To mitigate this, the original FAF system uses additional helper functions with additional rewrite rules. Bringing fusion into the runtime domain, provides us with extra flexibility. We are able to simply extract the required accumulator from the nesting before returning it to the user. (TODO This provides no real explanation. Do we need to be more precise about what extra flexibility we have at runtime and why we had to treat the nesting at every step in FAF?. Decide after completing the example above.)

Implementation

Many of the library's interface functions can be implemented in terms of the handles to the delayed array operations. Thus, using the mutator function definitions from above, the corresponding array combinators can be implemented as follows:

replicate :: IElt a => Int -> a -> Array a
replicate n x = Array (ReplicateH n x)

map :: (IElt a, IElt b) => (a -> b) -> Array a -> Array b
map f (Array arrh) = Array loopH 
  where loopH  = LoopH mf () arrh
        mf _ x = (Just (f x), ())

filter :: IElt a => (a -> Bool) -> Array a -> Array a
filter p (Array arrh) = Array loopH
  where loopH  = LoopH mf () arrh
        mf _ x = if p x then (Just x,  ())
                                     else (Nothing, ())
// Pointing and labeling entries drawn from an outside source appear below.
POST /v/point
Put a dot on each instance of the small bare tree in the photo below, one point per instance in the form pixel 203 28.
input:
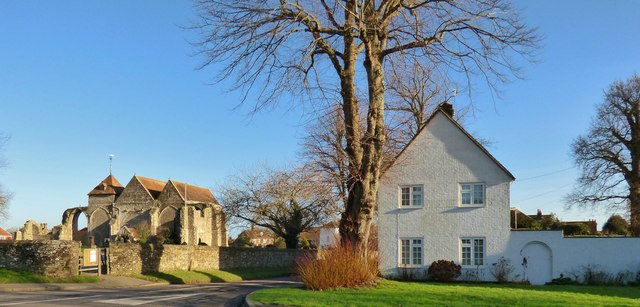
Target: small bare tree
pixel 299 47
pixel 609 154
pixel 287 202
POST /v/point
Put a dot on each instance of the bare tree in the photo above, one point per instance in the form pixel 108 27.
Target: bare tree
pixel 287 202
pixel 324 151
pixel 4 195
pixel 302 46
pixel 609 154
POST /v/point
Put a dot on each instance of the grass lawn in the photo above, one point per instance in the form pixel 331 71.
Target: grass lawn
pixel 394 293
pixel 13 277
pixel 207 276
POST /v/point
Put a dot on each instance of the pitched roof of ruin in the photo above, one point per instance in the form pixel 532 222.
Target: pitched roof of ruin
pixel 108 186
pixel 4 232
pixel 154 186
pixel 194 193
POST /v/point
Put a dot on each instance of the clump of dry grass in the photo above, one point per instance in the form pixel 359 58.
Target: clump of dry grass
pixel 344 266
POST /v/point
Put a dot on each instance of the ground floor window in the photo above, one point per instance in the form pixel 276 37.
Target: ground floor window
pixel 472 251
pixel 411 251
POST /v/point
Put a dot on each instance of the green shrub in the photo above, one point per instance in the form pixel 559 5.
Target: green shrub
pixel 616 225
pixel 343 266
pixel 444 271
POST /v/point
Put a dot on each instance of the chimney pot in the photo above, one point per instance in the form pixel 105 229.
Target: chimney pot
pixel 447 108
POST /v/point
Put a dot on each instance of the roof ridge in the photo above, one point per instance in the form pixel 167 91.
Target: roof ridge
pixel 464 131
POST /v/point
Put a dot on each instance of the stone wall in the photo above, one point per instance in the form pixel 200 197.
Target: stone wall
pixel 238 257
pixel 133 258
pixel 130 258
pixel 50 258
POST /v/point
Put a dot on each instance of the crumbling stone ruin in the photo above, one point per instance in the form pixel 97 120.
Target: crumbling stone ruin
pixel 172 211
pixel 33 231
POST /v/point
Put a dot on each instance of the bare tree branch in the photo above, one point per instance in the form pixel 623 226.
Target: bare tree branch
pixel 609 155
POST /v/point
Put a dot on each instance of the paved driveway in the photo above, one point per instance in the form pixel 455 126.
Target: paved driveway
pixel 215 294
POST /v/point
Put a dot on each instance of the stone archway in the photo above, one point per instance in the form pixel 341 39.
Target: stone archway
pixel 538 258
pixel 168 221
pixel 99 226
pixel 69 230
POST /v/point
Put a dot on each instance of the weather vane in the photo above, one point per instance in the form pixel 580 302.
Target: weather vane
pixel 110 162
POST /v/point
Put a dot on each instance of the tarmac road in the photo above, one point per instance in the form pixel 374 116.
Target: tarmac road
pixel 214 294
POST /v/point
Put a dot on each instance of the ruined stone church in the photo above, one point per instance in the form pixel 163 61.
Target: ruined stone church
pixel 180 213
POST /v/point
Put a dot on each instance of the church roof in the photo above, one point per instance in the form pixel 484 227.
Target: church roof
pixel 154 186
pixel 108 186
pixel 4 232
pixel 194 193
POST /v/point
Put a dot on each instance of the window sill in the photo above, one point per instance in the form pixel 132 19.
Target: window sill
pixel 410 207
pixel 410 266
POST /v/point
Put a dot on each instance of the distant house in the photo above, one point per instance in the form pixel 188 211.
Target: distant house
pixel 445 197
pixel 520 220
pixel 325 236
pixel 5 235
pixel 259 237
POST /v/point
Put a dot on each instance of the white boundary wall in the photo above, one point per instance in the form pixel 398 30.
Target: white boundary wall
pixel 549 254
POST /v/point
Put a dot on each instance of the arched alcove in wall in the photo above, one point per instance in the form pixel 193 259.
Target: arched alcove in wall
pixel 80 226
pixel 539 262
pixel 100 229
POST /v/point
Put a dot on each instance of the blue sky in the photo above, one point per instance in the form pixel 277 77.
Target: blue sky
pixel 80 80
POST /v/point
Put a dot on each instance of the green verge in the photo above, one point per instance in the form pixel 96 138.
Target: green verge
pixel 395 293
pixel 207 276
pixel 14 277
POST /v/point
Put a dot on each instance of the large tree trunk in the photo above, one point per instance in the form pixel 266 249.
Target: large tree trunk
pixel 356 221
pixel 634 209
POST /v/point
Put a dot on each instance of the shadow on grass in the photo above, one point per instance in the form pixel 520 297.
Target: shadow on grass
pixel 632 292
pixel 172 279
pixel 257 273
pixel 212 278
scan :: IElt a => (a -> a -> a) -> a -> Array a -> Array a
scan f z (Array arrh) = Array loopH
  where loopH  = LoopH mf z arrh
        mf z x = (Just z, z `f` x)

enumFromStepLen :: Int -> Int -> Int -> Array Int
enumFromStepLen start step len = Array loopH
  where loopH = LoopH mf start (ReplicateH len ())
        mf curr _ = let next = curr + step
                    in (Just curr, next)

In the above the Array type is simply a wrapper for the DelayedH tree node handles. It conveniently hides the accumulator type from the user (though this interface is still not for the general use by the client programmer):

data Array a = forall acc . Array (DelayedH a acc)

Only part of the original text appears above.